# Testing pattern for Bobwilson123



## licabr (Mar 20, 2012)

I am a crochet tester for bobwilson123 and these are the ones I have just finished.


----------



## virginia42 (Mar 13, 2011)

Go Bucks!

Nice work.


----------



## SallyAnn (Apr 21, 2011)

No wonder you're a test knitter! Great work! Love your GD working it! Reminds me of my great niece. LOL


----------



## LadyBecket (Jun 26, 2012)

Really cute hats! And that precious little granddaughter is adorable in her new top!!!


----------



## lponsford (Jan 17, 2011)

I like the mess top and what is in it, she knows her stuff.


----------



## licabr (Mar 20, 2012)

Thanks everyone! Rowan is always styling and says "so pretty!"


----------



## Naneast (Jun 12, 2011)

Rowan is so cute in her top! Nice job..


----------



## laurelarts (Jul 31, 2011)

Looks like admin moved your post to our section, do you have some links to post so others can see the pattern information?


----------



## licabr (Mar 20, 2012)

Not really able to release the patterns as they belong to Clare Sullivan or bobwilson123 I just test the patterns for accuracy.


----------



## laurelarts (Jul 31, 2011)

licabr said:


> Not really able to release the patterns as they belong to Clare Sullivan or bobwilson123 I just test the patterns for accuracy.

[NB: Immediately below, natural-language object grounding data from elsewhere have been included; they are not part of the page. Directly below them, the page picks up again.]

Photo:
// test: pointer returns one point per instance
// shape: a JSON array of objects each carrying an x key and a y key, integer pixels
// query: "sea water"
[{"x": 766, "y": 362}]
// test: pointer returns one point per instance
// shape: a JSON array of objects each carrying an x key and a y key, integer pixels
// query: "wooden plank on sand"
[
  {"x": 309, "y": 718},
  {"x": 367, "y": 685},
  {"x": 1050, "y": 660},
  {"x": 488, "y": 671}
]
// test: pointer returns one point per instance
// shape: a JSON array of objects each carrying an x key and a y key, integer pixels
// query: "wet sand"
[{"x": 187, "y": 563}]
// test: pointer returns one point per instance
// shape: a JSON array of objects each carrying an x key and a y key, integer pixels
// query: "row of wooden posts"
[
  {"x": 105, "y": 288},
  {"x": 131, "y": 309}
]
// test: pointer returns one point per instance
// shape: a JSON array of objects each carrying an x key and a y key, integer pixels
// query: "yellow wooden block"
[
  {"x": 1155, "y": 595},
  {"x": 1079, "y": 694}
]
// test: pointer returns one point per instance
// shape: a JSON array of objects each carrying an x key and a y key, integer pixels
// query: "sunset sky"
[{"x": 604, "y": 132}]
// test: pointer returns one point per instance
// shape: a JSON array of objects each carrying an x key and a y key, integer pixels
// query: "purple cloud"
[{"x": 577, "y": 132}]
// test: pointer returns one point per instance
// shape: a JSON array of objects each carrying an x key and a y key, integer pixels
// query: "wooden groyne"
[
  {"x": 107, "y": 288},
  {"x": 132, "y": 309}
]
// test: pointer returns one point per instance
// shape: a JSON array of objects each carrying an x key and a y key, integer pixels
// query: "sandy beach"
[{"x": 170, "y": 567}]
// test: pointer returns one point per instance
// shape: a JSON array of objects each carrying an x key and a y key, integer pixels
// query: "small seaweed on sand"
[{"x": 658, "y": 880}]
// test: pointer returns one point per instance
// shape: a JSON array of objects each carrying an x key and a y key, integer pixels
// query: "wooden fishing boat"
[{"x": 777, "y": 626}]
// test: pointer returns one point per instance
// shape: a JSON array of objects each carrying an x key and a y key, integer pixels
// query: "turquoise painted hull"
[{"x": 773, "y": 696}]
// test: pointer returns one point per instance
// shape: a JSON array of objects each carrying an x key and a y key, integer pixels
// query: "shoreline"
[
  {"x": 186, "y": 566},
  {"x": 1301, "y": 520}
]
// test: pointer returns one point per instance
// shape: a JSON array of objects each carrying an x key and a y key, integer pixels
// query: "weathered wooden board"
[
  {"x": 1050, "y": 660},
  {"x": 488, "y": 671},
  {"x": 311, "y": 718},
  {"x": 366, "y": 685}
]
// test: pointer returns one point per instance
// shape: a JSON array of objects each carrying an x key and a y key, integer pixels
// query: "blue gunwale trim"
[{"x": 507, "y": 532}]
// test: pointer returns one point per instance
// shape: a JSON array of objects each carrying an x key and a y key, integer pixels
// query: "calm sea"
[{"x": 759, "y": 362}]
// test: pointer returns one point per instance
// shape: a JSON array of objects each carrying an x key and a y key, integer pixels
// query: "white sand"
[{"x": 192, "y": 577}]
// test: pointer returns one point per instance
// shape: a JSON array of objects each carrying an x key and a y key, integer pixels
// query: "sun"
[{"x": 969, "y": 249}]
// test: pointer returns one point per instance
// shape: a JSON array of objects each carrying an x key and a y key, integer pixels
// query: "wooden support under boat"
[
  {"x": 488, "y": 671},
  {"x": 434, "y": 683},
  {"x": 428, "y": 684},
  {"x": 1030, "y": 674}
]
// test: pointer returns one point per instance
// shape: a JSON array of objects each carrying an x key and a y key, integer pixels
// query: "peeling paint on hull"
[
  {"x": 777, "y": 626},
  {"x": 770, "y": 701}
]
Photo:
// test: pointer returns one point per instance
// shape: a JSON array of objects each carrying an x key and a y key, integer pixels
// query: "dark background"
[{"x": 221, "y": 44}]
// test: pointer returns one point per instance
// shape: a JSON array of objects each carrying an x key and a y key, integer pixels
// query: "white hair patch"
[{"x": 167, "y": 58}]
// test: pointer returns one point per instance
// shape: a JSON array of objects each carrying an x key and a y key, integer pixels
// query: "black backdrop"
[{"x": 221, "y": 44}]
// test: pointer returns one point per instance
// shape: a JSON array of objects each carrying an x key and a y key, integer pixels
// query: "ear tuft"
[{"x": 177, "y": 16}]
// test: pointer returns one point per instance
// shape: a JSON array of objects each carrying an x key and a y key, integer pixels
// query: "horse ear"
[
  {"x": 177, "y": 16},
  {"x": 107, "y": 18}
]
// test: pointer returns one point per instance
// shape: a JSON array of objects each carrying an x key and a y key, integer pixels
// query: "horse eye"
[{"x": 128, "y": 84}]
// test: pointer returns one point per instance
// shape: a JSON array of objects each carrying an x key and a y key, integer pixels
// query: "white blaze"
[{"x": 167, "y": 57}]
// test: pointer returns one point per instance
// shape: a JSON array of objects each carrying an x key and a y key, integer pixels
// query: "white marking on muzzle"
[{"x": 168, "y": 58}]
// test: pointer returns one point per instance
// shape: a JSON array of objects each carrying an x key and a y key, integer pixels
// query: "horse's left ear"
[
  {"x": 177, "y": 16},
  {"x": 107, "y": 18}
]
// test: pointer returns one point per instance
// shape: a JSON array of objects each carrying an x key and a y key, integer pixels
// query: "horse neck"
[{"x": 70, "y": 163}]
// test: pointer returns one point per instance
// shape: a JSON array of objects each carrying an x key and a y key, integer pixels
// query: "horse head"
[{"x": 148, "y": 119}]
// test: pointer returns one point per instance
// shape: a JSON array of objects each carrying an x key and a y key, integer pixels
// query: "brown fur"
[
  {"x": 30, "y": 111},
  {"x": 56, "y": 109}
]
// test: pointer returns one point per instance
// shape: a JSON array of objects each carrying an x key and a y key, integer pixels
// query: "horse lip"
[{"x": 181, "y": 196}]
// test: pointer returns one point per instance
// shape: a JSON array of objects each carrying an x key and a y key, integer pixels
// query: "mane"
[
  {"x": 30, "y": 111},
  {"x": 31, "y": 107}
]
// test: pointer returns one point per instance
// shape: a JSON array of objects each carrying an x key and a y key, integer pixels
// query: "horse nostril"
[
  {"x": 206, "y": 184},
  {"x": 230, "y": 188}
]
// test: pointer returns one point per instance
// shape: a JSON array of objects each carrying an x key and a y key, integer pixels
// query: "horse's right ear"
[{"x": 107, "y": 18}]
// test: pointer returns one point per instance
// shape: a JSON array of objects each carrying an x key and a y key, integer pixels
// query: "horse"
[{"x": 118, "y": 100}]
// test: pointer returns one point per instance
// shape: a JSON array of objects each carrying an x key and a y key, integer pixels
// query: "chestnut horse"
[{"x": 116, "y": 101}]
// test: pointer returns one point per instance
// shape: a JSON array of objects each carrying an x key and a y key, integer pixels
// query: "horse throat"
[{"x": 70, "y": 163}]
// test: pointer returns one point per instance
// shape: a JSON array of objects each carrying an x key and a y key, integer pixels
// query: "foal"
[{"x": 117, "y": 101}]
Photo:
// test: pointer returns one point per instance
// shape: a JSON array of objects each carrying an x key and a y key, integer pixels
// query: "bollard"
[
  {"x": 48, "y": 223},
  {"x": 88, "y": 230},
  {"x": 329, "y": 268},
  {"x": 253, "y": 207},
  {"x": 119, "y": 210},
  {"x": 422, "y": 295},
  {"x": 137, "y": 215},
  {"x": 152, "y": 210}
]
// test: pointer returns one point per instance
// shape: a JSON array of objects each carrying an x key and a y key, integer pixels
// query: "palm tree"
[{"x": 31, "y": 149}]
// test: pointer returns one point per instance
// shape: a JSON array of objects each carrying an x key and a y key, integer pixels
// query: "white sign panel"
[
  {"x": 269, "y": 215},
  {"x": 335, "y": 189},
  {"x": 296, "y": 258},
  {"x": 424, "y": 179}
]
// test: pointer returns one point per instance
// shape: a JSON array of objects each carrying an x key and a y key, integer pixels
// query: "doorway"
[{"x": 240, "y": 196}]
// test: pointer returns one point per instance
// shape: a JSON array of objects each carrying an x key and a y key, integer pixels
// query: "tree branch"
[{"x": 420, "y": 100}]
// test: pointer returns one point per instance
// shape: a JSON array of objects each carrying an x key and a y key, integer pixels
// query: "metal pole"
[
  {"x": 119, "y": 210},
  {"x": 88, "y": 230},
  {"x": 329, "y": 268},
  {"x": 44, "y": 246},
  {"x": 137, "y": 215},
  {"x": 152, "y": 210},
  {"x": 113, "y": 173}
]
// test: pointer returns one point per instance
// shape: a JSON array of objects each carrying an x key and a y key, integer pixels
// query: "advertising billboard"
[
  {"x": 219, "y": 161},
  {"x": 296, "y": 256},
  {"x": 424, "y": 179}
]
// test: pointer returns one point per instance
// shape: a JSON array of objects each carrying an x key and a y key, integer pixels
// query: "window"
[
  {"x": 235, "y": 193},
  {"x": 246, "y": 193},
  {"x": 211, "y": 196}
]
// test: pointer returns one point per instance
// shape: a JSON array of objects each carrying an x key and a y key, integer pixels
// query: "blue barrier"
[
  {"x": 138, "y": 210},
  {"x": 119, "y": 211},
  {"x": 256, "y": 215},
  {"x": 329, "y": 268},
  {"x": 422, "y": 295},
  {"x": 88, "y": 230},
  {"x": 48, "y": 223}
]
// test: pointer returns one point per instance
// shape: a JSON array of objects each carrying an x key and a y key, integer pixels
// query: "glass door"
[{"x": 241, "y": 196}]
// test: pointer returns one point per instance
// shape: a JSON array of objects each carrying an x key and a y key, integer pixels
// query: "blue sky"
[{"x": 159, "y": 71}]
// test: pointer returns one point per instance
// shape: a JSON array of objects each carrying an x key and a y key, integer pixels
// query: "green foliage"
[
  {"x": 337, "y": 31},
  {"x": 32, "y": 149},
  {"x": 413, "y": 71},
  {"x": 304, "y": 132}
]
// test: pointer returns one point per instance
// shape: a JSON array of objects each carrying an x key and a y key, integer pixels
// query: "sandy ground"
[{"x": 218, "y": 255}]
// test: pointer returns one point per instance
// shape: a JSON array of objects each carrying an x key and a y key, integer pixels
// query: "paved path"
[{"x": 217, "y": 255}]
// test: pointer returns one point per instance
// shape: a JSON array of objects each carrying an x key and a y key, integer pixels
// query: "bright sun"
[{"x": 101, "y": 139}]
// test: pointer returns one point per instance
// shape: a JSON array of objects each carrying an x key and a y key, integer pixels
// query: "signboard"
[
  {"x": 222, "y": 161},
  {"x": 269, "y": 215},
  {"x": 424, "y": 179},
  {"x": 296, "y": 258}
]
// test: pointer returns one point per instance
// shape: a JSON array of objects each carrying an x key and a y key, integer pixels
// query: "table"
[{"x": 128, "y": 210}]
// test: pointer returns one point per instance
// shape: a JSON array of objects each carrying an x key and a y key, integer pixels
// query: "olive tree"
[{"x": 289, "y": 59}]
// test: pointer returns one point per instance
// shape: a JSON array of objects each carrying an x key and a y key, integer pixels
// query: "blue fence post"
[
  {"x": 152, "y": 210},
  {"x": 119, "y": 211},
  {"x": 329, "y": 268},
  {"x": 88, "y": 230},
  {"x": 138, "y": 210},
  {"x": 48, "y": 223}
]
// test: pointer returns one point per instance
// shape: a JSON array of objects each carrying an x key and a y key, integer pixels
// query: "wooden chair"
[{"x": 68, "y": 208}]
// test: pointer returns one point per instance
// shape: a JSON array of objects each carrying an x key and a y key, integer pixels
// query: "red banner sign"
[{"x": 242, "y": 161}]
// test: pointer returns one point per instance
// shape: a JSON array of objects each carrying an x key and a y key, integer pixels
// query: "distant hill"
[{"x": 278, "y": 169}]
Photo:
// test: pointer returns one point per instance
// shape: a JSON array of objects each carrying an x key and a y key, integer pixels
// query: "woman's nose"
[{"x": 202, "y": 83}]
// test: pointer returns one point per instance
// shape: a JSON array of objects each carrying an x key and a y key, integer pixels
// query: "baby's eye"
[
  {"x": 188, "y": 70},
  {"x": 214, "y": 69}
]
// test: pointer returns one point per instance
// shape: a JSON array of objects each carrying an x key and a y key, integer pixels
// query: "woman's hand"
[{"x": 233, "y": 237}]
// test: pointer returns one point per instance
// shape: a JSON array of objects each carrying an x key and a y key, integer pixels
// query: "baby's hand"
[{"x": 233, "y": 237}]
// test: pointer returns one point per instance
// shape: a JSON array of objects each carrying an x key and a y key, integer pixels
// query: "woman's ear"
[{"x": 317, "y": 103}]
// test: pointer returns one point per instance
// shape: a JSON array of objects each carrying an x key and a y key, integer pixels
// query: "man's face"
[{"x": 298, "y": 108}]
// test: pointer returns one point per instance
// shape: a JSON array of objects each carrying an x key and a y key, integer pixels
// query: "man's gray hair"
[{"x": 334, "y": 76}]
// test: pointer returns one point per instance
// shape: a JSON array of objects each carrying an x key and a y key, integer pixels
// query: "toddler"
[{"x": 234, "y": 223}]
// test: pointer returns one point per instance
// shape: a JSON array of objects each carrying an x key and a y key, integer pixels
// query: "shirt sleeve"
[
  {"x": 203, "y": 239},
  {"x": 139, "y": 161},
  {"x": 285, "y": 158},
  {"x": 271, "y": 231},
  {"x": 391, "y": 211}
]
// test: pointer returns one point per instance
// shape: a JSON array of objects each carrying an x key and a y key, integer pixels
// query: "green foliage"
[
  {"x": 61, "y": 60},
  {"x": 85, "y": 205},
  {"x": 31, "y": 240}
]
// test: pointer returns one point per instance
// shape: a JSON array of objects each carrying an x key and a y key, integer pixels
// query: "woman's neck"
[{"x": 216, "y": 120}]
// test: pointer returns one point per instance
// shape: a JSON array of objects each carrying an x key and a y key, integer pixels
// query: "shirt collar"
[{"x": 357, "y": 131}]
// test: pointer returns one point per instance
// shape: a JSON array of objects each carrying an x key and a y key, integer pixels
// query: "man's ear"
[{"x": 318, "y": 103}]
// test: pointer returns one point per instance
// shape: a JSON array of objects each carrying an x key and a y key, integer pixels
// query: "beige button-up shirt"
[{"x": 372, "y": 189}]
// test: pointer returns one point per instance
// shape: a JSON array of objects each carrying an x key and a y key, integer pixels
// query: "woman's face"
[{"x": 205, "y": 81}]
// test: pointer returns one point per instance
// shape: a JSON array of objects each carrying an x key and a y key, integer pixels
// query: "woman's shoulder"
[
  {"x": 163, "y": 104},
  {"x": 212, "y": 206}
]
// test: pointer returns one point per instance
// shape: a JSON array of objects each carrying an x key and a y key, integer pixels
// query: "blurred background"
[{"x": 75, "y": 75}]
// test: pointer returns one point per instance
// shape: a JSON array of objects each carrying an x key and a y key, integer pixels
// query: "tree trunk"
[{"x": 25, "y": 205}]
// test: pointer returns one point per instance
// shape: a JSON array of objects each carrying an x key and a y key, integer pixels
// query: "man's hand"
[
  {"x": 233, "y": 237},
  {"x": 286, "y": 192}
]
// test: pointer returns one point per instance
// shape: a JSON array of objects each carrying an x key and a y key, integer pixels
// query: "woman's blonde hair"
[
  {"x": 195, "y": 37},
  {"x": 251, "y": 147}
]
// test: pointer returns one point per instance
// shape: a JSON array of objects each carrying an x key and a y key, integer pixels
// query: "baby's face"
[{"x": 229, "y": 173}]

Well you did a marvelous job on them. Maybe you can get permission from the designers at some point to share them. Thanks for letting us see them.


----------



## dotcarp2000 (Sep 5, 2011)

licabr said:


> I am a crochet tester for bobwilson123 and these are the ones I have just finished.


Rowan is adorable and she truly is working it---that's the cute little female part of her.


----------



## licabr (Mar 20, 2012)

She usually does tutorials on YouTube. I will see if she releases to other venues.


----------



## krankymax (Mar 5, 2012)

Cute patterns, love the little GD's new top. Looks so nice and cool for these hot summer days.


----------



## run4fittness (May 22, 2011)

everything looks wonderful!


----------



## Gypsycream (Nov 23, 2011)

Very lovely!


----------



## babybop (May 7, 2011)

Beautiful work.


----------